Cuddlebunny Wanda, of course, was the city’s treasurer who supported a married ex-lover’s big-bucks contract proposal at city hall and was intimately involved in the city’s computer leasing scandal that saw her close confidant, an inexperienced but well-connected salesman—dashing Dash Domi—reap a $1 million commission in a deal that cost city taxpayers millions of dollars above what council thought it had authorized.

Wanda bounced back to the trough as treasurer for Toronto Hydro but is now gone from there.

The city hall that was run by (now City Manager) Shirley Hoy when Miller became mayor is still run by her. It made sense to Miller, no doubt, since she knew the ropes and he undoubtedly didn’t. That’s an unlikely combination when the top elected official has swept into office on a pledge to clean out the city hall run by his number-one bureaucrat.

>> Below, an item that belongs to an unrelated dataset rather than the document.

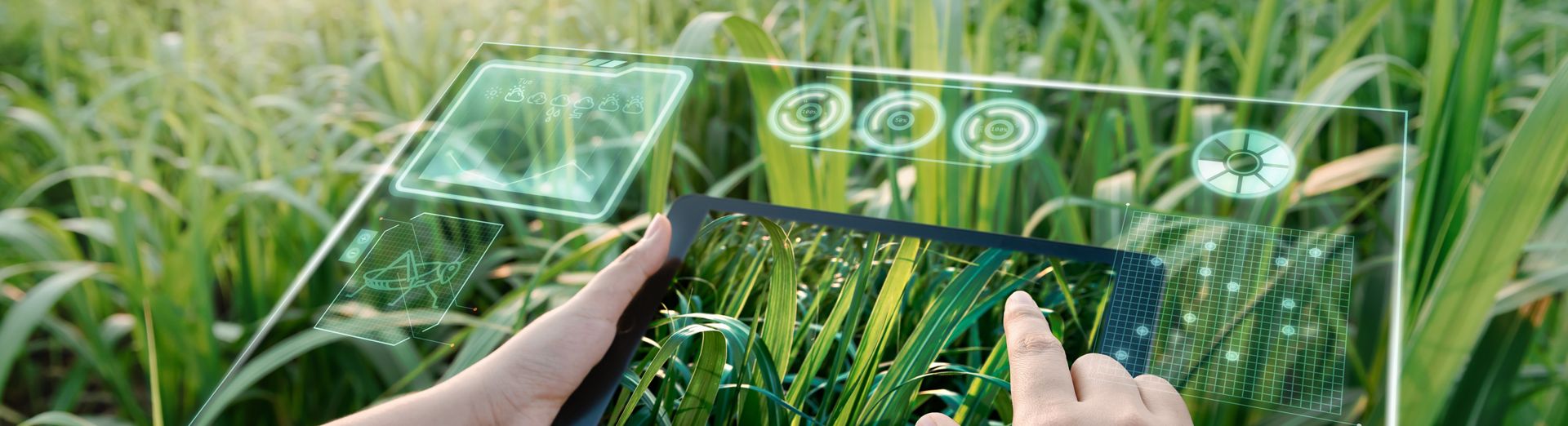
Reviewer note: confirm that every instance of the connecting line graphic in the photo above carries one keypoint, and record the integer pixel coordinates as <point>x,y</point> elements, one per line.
<point>1249,312</point>
<point>472,171</point>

Amalgamated Toronto is such an administrative monster that it encourages empire builders in the civil service. Departments—administrative silos—often duplicate or obstruct each other’s operations in various turf-saving modes. It’s a perfect Tory-style image of government as unworthy and untrustworthy in management compared to market- and profit-driven big business. That’s perhaps why city-hater Mike Harris dumped on Toronto with Amalgamation: to make it unmanageable and even more vulnerable to powerful special interests. Was he made a fellow in a right-wing think tank as a result of his neocon mismanagement of Ontario? Imagine: Harris, a skirt-chasing golf pro while in office, is actually a member of a think tank.

But Miller didn’t have to contend with Harris directly, only the evil results of Harris which didn’t change a whole lot with Dalton McGuinty, another neocon but wearing the Liberal label.The downloading on cities is still in place. The nutbar balanced-budget nonsense plaguing school boards is still in place.

As council candidate Adam Vaughan astutely pointed out, Miller courted the Conservatives in Ottawa in hope of exorcising the Toronto Port Authority and its ridiculous airport from the waterfront. Rather, he should have held the federal Liberals’ feet to the fire while they clung by their toenails to power. Rural-led Tories have no stake in big-city issues, while the undeserving shaky band of Toronto MPs might have been more responsive.

In his dealings with McGuinty—whose first move in power was to back down on his word about the Oak Ridges Moraine and turn over much of the precious land to developers—Miller has been a glad-hander.

He praises the prem’s promising more city power even while the developer-friendly, concrete-consuming provincial government refuses to give the city that 1% sales tax bite a previous Liberal doofus, David Peterson, slapped on Ontarians during his benighted reign.

The ruinous Ontario Municipal Board still rules over Toronto’s development that has cursed us with some of the ugliest Clockwork Orange residential crap on earth. It hasn’t been reformed in any meaningful way.

Where was Miller when McGuinty pledged to spend a fortune of provincial and city money building a Toronto Transit Commission subway to the northern wilds where developers control piles of vacant land (to become precious by being near a subway stop) at York University in another city?

The Ottawa Tories, of course, have absolutely zero interest in anything seen to help big cities and their suburbs, so they’re already pulling back on any pledge of funding for the boondoggle.

Toronto needs good transit inside the city. Scarborough needs it. But Miller isn’t blasting the subway plan at Queen’s Park and demanding more and better buses and trolleys to really help Toronto transit users.

He’s done damned little to improve the city he was elected to cleanse. The unsolved garbage issue looms as a threat. And yet he now faces no real competition for the job he has done so poorly because the power brokers who influenced things in the bad old days that Miller was supposed to clean up are now on his reelection team.

Tory brainsmith John Laschinger is running Miller’s reelection campaign. Miller tricked the city’s best-intentioned voters in the last election.

This time the malaise that comes after numbing disappointment has sunk glorious hope will flush him back in the mayor’s throne.

And thanks to the bozo at Queen’s Park, he’ll have four years to drive a longer stake through the hearts of those who are vitally concerned about our city.